Even though I was able to intellectually recognize the MISSING OUT sensation for what it was (another ghost, only this one on my heart instead of in my eye), there was no arguing with the emotions. I could tell myself that far from missing anything, I was having an amazing experience — spending a month with family and friends in an amazing place! — but my emotional imprint was difficult to shake. The experience of living in this house has left its marks on me in ways I can’t control, even when I throw the weight of my brain behind it.
Adding to the oddness of being in the house is that it’s completely empty. It’s an unfurnished rental, and aside from a few chairs and a futon I dragged over to use for the month, we’re not bothering to fill the space with furniture. It turns the house into a blank canvas, letting me paint my own history onto the walls in my mind’s eye.
As a parent myself now, I’m able to see the ways that this place is a magical spot to raise a child.

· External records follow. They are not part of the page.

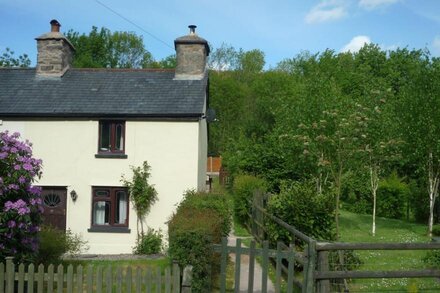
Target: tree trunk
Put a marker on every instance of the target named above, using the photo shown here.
(374, 184)
(373, 230)
(433, 177)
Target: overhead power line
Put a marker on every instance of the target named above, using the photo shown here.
(133, 23)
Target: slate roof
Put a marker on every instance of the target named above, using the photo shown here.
(100, 93)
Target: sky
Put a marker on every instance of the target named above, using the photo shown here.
(280, 28)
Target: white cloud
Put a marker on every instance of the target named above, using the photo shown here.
(327, 10)
(356, 44)
(436, 45)
(373, 4)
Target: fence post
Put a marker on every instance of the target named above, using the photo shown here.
(187, 279)
(323, 266)
(309, 277)
(254, 218)
(10, 274)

Tavi L O V E S the log cabin. He’s in a great mood from morning to night, and is layered in mosquito bites from his adventures in the forest. He likes to wander away, find a wood shed, and doodle back with a shovel. He likes to follow the dog around the forest, not quite chasing her, but winding around trees and stumps as he chants the dog’s name. He’s got a never ending stream of favorite people to hang out with — his Grandma T, her partner Tere, Grampa D who swings by on his bike to peel oranges and talk about eye balls. His baby buddy Nikko, who likes to grab things out of his hand but always has Cheerios to share. Tavi is good tempered at home, but he’s in heaven out on the Island.
I’m able to look at him and see that yes, if you’re an adventurous, outdoorsy child, a cabin in the woods is pretty much heaven. I’m also able to recognize that, well, I wasn’t the adventurous, outdoorsy child my son is — I was an exceedingly cautious “inside kid” who preferred storytelling, play-acting, socializing, and lots of stimulation over exploring in the woods. As such, I grew up into a woman who loves living in the city, so that even in my mid-30s when I don’t feel like going out as much, I still love feeling the city-energy of people and culture washing over me, like a steaming hot shower of my favorite everything. Even when I’m MISSING OUT, I can still feel the flow of the city. I love that feeling.
But it’s an incredible blessing to have access to this quieter place, these dark woods, and this creaking log cabin. It’s a great gift to be able to explore this forest with my son, watching him prod at the same dirt I prodded, and giving him a deep drink of both worlds.
After 18 years of making my own homes, I now have a different recurrent dream. Half the dreams I remember STILL take place in this house, on this land, on this island — and ESPECIALLY on the ferry you have to take from Seattle to get here. Despite not living on the Island for 18 years, the visual ghosts of my childhood home are still dancing in patterns on my inner eyelids.